“如三王爺所見,并不曾。隻是有句話,甯昭不得不說,三王爺的家教的确是不怎麽樣的,不管是後院的女人,還是前院的奴才,都是這麽的讓人讨厭。”
收好自己的匕首,甯昭一臉的疏離,嘴裏的話卻是不留絲毫情面。
墨瑾楓臉上有片刻的僵硬,但随即又恢複了那溫潤的面容,甯昭仔細地瞧着,沒有錯過絲毫。
更是堅定了心裏的想法,這個三王爺還真是個深藏不漏,看來她必須小心再小心。
“昭兒說的什麽都是對的,本王記下了。如果昭兒願意,這些人都可以交給昭兒來處理,隻要昭兒高興。”
柔的能滴出水來的聲音,再加上臉上那和煦如春風的笑容,若換作是原主,恐怕早就被迷的不知方向了吧。可是看在甯昭的眼裏,卻隻覺得像極了一條吐着信子的毒蛇,此時正冷冷地盯着她。

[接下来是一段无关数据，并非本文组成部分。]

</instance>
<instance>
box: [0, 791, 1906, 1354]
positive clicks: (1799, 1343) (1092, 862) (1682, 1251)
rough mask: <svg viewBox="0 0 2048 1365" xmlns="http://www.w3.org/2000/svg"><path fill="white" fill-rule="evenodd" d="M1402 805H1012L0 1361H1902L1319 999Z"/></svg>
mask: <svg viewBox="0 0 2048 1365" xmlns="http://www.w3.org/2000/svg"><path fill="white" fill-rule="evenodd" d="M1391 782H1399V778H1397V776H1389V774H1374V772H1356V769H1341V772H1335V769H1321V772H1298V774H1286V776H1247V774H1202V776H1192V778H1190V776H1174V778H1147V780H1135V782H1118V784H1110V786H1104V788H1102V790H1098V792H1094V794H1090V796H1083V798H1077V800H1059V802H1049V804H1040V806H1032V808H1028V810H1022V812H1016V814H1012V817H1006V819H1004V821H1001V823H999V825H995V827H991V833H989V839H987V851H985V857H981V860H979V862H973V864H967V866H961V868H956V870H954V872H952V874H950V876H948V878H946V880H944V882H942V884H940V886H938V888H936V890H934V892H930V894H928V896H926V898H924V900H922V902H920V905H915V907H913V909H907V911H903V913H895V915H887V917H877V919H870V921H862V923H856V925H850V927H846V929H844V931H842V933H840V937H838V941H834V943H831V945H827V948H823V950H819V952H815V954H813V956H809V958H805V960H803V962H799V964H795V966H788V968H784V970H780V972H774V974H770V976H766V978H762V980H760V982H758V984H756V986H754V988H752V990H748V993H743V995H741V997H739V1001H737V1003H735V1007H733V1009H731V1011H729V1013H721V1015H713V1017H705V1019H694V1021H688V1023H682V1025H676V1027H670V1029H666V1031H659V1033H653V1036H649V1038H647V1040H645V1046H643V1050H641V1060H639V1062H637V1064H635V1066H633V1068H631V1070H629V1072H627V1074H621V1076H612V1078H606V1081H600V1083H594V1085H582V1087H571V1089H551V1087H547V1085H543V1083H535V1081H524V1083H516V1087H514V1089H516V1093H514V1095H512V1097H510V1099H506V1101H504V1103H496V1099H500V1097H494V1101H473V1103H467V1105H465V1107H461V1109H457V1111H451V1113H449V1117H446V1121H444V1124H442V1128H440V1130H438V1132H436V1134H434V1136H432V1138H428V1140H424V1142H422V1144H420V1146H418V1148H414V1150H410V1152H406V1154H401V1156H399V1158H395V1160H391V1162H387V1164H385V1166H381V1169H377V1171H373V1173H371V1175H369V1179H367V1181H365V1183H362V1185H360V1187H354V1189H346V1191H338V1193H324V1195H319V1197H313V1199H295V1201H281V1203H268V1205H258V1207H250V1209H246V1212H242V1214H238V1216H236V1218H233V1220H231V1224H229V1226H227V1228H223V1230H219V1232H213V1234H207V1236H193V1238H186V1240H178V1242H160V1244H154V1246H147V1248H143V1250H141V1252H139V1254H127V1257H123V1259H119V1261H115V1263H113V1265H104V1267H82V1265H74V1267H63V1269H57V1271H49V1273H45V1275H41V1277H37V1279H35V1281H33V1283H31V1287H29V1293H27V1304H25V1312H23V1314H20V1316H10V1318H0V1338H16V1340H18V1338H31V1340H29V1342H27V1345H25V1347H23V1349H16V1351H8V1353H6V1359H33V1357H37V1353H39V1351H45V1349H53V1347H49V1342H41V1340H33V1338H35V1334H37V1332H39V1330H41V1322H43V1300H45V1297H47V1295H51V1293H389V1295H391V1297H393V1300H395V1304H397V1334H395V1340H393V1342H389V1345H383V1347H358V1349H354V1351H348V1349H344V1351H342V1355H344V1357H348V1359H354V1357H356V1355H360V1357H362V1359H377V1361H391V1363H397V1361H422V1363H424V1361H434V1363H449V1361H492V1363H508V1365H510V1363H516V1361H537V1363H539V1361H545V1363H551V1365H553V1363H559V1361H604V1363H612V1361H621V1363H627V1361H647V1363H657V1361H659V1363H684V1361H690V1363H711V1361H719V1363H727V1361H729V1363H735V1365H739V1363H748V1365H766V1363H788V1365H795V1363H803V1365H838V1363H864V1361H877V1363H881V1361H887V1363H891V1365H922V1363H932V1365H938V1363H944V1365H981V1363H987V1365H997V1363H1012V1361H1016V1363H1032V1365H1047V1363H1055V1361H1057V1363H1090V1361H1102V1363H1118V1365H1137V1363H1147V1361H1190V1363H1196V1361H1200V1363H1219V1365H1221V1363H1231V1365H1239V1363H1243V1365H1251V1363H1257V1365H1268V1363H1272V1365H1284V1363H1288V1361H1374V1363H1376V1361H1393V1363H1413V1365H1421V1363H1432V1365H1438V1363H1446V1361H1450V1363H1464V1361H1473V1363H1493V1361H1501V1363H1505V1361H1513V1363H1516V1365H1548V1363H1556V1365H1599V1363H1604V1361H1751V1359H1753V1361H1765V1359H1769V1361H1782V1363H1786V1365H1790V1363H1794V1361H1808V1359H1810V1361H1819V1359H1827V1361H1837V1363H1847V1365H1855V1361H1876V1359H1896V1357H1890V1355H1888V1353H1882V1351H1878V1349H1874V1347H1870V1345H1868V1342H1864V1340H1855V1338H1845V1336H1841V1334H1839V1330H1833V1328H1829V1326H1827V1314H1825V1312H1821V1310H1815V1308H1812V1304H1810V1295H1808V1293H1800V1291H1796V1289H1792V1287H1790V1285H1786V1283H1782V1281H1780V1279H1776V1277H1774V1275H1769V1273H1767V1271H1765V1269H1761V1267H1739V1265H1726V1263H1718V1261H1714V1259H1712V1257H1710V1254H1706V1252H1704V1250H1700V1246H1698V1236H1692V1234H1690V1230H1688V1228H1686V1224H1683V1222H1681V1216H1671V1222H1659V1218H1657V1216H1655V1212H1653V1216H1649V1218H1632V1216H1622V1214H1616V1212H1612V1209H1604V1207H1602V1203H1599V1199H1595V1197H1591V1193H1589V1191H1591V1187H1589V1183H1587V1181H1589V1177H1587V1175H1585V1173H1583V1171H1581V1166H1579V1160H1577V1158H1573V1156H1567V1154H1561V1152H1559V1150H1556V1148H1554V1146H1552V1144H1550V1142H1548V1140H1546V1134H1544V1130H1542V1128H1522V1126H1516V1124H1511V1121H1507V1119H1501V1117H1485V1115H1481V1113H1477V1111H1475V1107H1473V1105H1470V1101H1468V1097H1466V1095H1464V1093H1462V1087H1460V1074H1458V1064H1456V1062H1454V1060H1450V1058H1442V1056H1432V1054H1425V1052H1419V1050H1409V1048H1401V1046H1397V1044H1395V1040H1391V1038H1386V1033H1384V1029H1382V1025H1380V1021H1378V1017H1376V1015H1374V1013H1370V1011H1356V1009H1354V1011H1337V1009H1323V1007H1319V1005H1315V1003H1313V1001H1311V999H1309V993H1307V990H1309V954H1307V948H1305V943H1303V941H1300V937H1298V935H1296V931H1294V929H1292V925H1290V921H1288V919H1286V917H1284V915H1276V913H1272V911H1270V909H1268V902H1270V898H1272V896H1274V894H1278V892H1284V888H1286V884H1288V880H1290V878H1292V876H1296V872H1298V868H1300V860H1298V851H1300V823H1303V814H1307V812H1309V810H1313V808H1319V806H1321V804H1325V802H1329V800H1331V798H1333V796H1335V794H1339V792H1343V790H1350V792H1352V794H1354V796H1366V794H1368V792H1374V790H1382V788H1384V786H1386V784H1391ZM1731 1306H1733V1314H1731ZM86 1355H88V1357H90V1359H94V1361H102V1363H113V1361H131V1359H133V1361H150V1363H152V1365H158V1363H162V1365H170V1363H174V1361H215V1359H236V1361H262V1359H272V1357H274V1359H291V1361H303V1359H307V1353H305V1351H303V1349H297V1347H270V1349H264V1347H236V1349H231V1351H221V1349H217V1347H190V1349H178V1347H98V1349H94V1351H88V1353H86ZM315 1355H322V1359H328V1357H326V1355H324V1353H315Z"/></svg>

“三王爺說笑了,甯昭是六王妃,該管的能管的自然是六王府的事情。三王府的事情與我無關,我也不想管,還有,我似乎已經跟三王爺說過了,我與你之間并沒有好說的了。”
昂着頭,甯昭疏離而淡定地說道。
“可本王今日就想跟昭兒說說話呢,你們還愣着作甚,本王已經在天香樓裏設了宴,你們還不趕緊請六王妃上馬車!”
前一句話是對甯昭說的,可是後面的話卻是對着他身後的那些人說的。墨瑾楓的話音剛落下,便見巷子裏,街口突然出現了不少的勁裝男子,每個人臉上都是冰冷一片。
那些人紛紛朝甯昭靠近,說是來相請,但事實上卻是來逼甯昭就範的。
天香樓幾個字,甯昭并不陌生,再結合此時墨瑾楓陰鸷的臉,甯昭很清楚,他這是打算秋後算賬了。
“既然三王爺誠心相邀請,那甯昭自然是得赴約的。隻是能不能請三王爺派個人去六王府告訴我家王爺一聲,六王府可不比三王府自由,六王府是有宵禁時間的。”
“呵,昭兒還真是可愛呢,六弟人都不在京城了,昭兒想讓本王的人上哪兒去告訴六弟呀。”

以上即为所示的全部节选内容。